В течение последующих лет ребе Заки пережил две личные трагедии, которые приглушили его темперамент. Единственное утешение он находил в том, что первая случилась перед второй, избавив его жену от дополнительных страданий. В начале 1555 года Рашель заболела. Пригласили доктора Абулафиа, но и он ничем не смог помочь своей теще. Кое-кто говорил: «Она отравилась собственной желчью». На какое-то время она оправилась и продолжала осыпать мужа упреками за то, что тот не построил ни большую синагогу для себя, ни иешиву, в которой бы учил.
– Мне нечему учить, – оправдывался Заки.
– А было бы чему, не будь ты таким толстым, – отвечала она странными словами.
Смерть она встретила с горечью и мучаясь незавершенностью дел, потому что замужества дочерей нельзя было назвать удачными, но в последнее утро она прошептала: «Муж мой, я бы хотела стаканчик вина», и, пока он сидел рядом с ее кроватью, Рашель, расслабившись, отошла от своей вечной озлобленности и сказала:
– Мы должны были остаться в Салониках. Но я согласна, что жить в Цфате лучше, чем полуголым бегать по улицам Поди. Пусть так… если уж тебе суждено быть таким толстым.
После ее кончины Заки погрузился в скорбь, и полгода его почти не видели в Цфате.

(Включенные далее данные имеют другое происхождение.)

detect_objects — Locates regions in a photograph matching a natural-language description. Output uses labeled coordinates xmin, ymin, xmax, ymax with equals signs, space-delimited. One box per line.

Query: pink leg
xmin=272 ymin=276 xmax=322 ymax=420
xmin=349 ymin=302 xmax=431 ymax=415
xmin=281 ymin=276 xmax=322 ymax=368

И лишь в конце 1555 года он отвлекся от своей трагической потери, потому что в город прибыл беглец из еврейской общины в Анконе, итальянского портового города к северу от Поди, и, когда в самой большой синагоге собрались люди, он рассказал им о катастрофе, которая обрушилась на город.

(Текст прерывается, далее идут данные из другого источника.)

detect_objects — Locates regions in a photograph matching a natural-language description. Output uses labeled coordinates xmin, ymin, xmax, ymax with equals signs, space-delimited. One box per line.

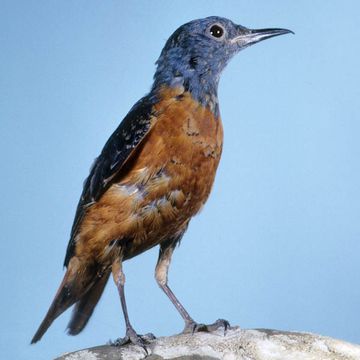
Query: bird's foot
xmin=182 ymin=319 xmax=230 ymax=335
xmin=109 ymin=327 xmax=156 ymax=355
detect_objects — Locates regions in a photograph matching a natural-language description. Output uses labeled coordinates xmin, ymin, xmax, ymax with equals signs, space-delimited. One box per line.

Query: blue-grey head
xmin=152 ymin=16 xmax=292 ymax=114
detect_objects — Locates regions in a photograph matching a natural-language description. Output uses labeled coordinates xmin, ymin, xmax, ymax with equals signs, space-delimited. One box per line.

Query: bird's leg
xmin=111 ymin=258 xmax=153 ymax=353
xmin=155 ymin=241 xmax=230 ymax=333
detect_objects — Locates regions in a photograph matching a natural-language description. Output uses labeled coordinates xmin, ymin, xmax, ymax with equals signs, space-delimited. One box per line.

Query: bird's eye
xmin=210 ymin=25 xmax=224 ymax=39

– Много лет, – поведал он, – мы, евреи, покинувшие Испанию, счастливо жили в Анконе, и у нас уже были внуки, родившиеся на итальянской земле. У меня была ткацкая мастерская. – Он помолчал, словно стараясь справиться с невыносимым горем, и тихо сказал: – Из тех восемнадцати человек, что жили на моей улице, спасся только я один.

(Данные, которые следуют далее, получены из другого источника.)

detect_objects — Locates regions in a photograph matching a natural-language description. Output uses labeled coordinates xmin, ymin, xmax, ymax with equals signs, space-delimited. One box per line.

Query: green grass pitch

– Что случилось? – спросил ребе Заки.
– Четыре папы один за другим подтверждали наше право жить в Анконе, пусть даже в Португалии нас насильно крестили. Но в этом году на престол взошел папа, который объявил, что церковь должна раз и навсегда покончить с еврейской проблемой. Мы знали, что его племянник издаст новые законы… о которых он и объявил.
– Сильно ли они отличались от предыдущих? – спросил Заки.
Повернувшись, беженец уставился на толстого ребе и спросил:
– Не ты ли тот Заки, что покинул Поди?
– Да.
– Новые законы были совершенно другими. Во-первых, ни в одном городе мира не могло быть больше одной синагоги, а если город обладал ими, все прочие полагалось снести. Во-вторых, во всем мире евреи были обязаны носить зеленые шапки. И мужчины и женщины. И когда спят, и когда бодрствуют. Проверяющие могли в любую минуту ворваться в любой дом, чтобы проверить, носят ли евреи свои зеленые шляпы. В-третьих, все евреи города должны жить на одной улице.
– Как все годы было у нас в Германии, – вспомнил ребе Элиезер. Его пророчество осуществлялось.
– В-четвертых, никто из евреев не имеет права владеть собственностью. Если у него есть земля, в течение четырех месяцев он обязан продать ее любому христианину, который захочет ее приобрести. В-пятых, евреи не имеют права заниматься какой-либо коммерцией, разве что перепродажей старой одежды. – Он монотонным голосом перечислил и другие запреты: ни один христианин не имеет права работать у еврея; евреи не могут продавать лекарства христианам; никто из евреев не имеет права работать в христианские праздники; никогда и нигде, даже в синагоге, к евреям нельзя обращаться со словами «мессир», или «ребе», или «учитель».
Ребе Заки, слушая это перечисление, все же попытался обрести хоть какую-то надежду.
– Это просто ужесточились старые законы, – пробормотал он.
– Но теперь у нас появились и два новых, – сказал человек из Анконы. – От которых я и бежал. В-тринадцатых: все предыдущие законы, которые гарантировали евреям хоть какую-то защиту, отменены, и во всех городах главы их приглашены вводить любые ограничения, которые они только пожелают. В-четырнадцатых, – и его голос упал до шепота, – стоит только еврею хоть что-то оспорить, как он будет подвергнут физическому наказанию. И очень жестокому.